Disaster Recovery Tiers
| Tier | Description | RTO | RPO | Cost |
|---|---|---|---|---|
| Tier 0: No DR | Backups on same site. Hope for the best. | Days-Weeks | 24+ hours | $ |
| Tier 1: Cold Site | Backups in remote location. Manual restore. | 12-24 hours | 12-24 hours | $$ |
| Tier 2: Warm Site | Standby database with delayed replication. | 1-4 hours | 1-4 hours | $$$ |
| Tier 3: Hot Site | Real-time replica, ready for failover. | 5-30 min | 0-5 min | $$$$ |
| Tier 4: Active-Active | Multi-region, serving traffic simultaneously. | 0-5 min | 0 min | $$$$$ |
Complete DR Plan Components
Documentation
- Recovery procedures (step-by-step)
- Contact list (on-call, vendors)
- System architecture diagrams
- Backup locations and credentials
- Dependencies and service order
Infrastructure
- Secondary data center/region
- Network failover configuration
- DNS failover (low TTL)
- Load balancer health checks
- Monitoring and alerting
Team Preparation
- Regular DR drills (quarterly)
- Incident response training
- Clear escalation procedures
- Communication templates
- Post-mortem process
Monitoring
- Backup success/failure alerts
- Replication lag monitoring
- Storage capacity tracking
- Recovery time metrics
- Backup integrity verification
Multi-Region DR with Streaming Replication
# Setup streaming replication to DR region # PRIMARY (US-East): postgresql.conf wal_level = replica max_wal_senders = 10 wal_keep_size = 1GB hot_standby = on # Create replication user on PRIMARY CREATE USER replication_user WITH REPLICATION PASSWORD 'secure_password'; # Allow replication connection in pg_hba.conf # host replication replication_user DR_REPLICA_IP/32 md5 # REPLICA (US-West): Setup streaming from primary pg_basebackup -h PRIMARY_IP -D /var/lib/postgresql/data -U replication_user -P -R # REPLICA: postgresql.auto.conf (created by -R flag) primary_conninfo = 'host=PRIMARY_IP port=5432 user=replication_user password=secure_password'
Disaster Recovery Runbook (Keep This Printed!)

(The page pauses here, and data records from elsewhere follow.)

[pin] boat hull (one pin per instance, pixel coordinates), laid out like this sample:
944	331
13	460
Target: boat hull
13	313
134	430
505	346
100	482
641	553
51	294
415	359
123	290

- Detect: Monitoring alerts on primary failure
- Assess: Determine severity and recovery option (PITR vs failover)
- Notify: Alert stakeholders, start incident channel
- Execute: Follow failover checklist:
- Stop application writes to failed primary
- Promote replica:
pg_ctl promote -D /data - Update DNS to point to new primary
- Verify application connectivity
- Verify: Test critical workflows, check data integrity
- Rebuild: Set up new replica in failed region
- Post-Mortem: Document incident, update procedures
Key Takeaways
- Test your backups religiously: Untested backups are worthless. Run automated restore tests weekly.
- 3-2-1 rule: 3 copies of data, 2 different media types, 1 offsite backup.

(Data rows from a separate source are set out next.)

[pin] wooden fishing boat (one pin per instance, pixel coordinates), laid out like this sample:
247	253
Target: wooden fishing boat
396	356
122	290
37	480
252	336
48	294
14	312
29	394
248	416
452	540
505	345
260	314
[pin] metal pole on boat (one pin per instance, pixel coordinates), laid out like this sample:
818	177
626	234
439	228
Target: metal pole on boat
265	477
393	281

- RPO/RTO drive architecture: Define acceptable data loss and downtime before choosing backup strategy.
- PITR requires WAL archiving: Continuous WAL archiving enables recovery to any point in time.
- DR is more than backups: You need documented procedures, tested failover, multi-region infrastructure, and trained teams.